If the government finds some problem with the way the non-governmental organization is doing the science, they can run up a red flag and the Congress or some other agency can come over and say let's review this, but the problem that we have right now is that the government process for determining what the catch ought to be is cumbersome and once they finally do make that determination, the catch quotas that are put out are killing the fishing industry.

Do we want to outsource fishing along with all of the other things we outsource, because of bad regulations? I say no. I say fishing is an absolute traditional Rhode Island core industry – they call us the Ocean State for a reason -- and we certainly should take the lead, join with other coastal communities and say let's get this right.

Another interesting fact I'm told, though I haven't independently verified, is that
when we extended the territorial limits of the United States to 200 miles, which was much farther than any other nation at the time had even contemplated going, we encompassed in the Northeast US and the Northwest US an enormous percentage of the most fertile fishing on earth. In the shallow seas of the Caribbean and around the Equator, they just don't grow fish like we do in the Grand Banks. We are therefore doing the science and managing sustainable fisheries for a gigantic portion of the world, far more than the percentage of our population would indicate. It's a pretty big resource that we are all of the sudden in charge of and that's all the more reason, in my opinion, to do it right.

AR: Is your opponent anywhere on this issue?

MZ: I'm aware that Mr. Langevin has had the briefings and listened to the fishermen and should be aware, if he was listening, to the problems. What I don't see coming from him anywhere at all is the kind of passion that I think this issue deserves. I don't know exactly why. Maybe I'm misreading the guy. Maybe he's really taciturn and is really passionate underneath -- or maybe he's been in Washington long enough so that he tries to do things the government way, or he's been persuaded by the forces of bureaucracy, which are themselves self-sustaining by nature.

AR: Probably more self-sustaining than the fish.

MZ: If the bureaucracy was as interested in keeping the fish as well self-sustained as their own jobs, we'd have a wonderful world. The thing that I believe is that, given how much he has been involved with and immersed in the Federal Government way, Mr. Langevin may very well have a reflex at this point towards the government way.

He's certainly not making the noise I'd make. I'd be jumping up and down about the fact that we're killing an industry that contributes mightily to our economy, which means we're going to export that industry to others who are not going to do it as well as we do while, at the same time, not doing a good job of doing our stated goal, making fisheries sustainable forever. We're screwing everything up. Let's see if we can do a little better than that. We've got real Rhode Island families that are twisting in the wind.

People in government talk about farming a lot. We should talk about fishing in the same way. It's easy to overlook how complex it is. I don't know what fish are down there, but the fishermen do. They go out in their boats and it's not like the boat you'd go water-skiing behind. This is some serious, expensive equipment.
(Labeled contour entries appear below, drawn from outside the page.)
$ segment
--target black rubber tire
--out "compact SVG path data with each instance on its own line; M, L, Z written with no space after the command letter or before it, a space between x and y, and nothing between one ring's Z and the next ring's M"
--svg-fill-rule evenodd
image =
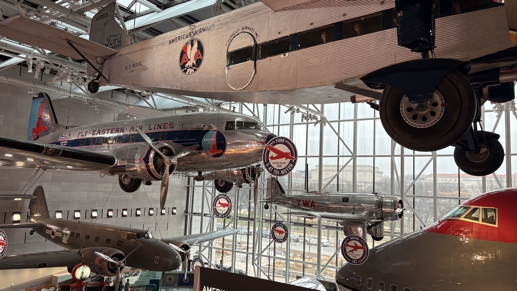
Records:
M219 183L224 182L224 185L219 185ZM224 180L214 180L214 183L216 185L216 190L221 193L227 193L233 188L233 183L230 183Z
M90 81L88 83L88 91L90 93L97 93L99 90L99 82Z
M373 235L370 236L372 237L372 239L375 240L375 241L381 241L381 240L383 240L383 238L384 238L384 236L382 237L376 237L373 236Z
M482 141L482 139L481 139ZM480 142L481 143L484 141ZM488 157L480 162L470 161L467 158L468 149L456 147L454 150L454 160L462 171L473 176L486 176L495 172L503 164L505 159L505 150L495 137L488 136Z
M407 124L400 113L404 94L394 87L386 86L379 104L379 115L384 129L396 143L419 151L438 150L455 143L468 130L477 107L476 95L468 80L454 70L436 89L446 104L443 115L436 124L418 128Z
M118 185L120 186L120 188L124 190L124 192L128 193L133 192L138 190L140 188L140 185L142 185L142 180L137 180L130 177L129 178L130 179L129 182L127 184L125 184L122 181L121 177L121 175L118 176Z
In order to make the payments on it, in order to have it be sustainable as a tool for their business, they've got to use it.

Think of someone paying $6,000 or $7,000 for a tank of gas and going out and getting nothing. You can't do that very often.

What we need to do is work together, to make everything more efficient. We can make the science more efficient and we can make the quotas more efficient, based on how the industry really works, rather than by saying there are this many fish out there, so divide by 2 and that's what you can take. We need to find a way to match the catch to the boats, so that as a small business person, a fisherman can say when he does go out for something like a set number of days per year, he'll pick the days based on what fish he thinks are running that day and how it matches to his equipment. That's real planning, to help a small business.

Maybe we'll even start to get over our fear of using any number that hasn't been developed by someone other than by the Federal government.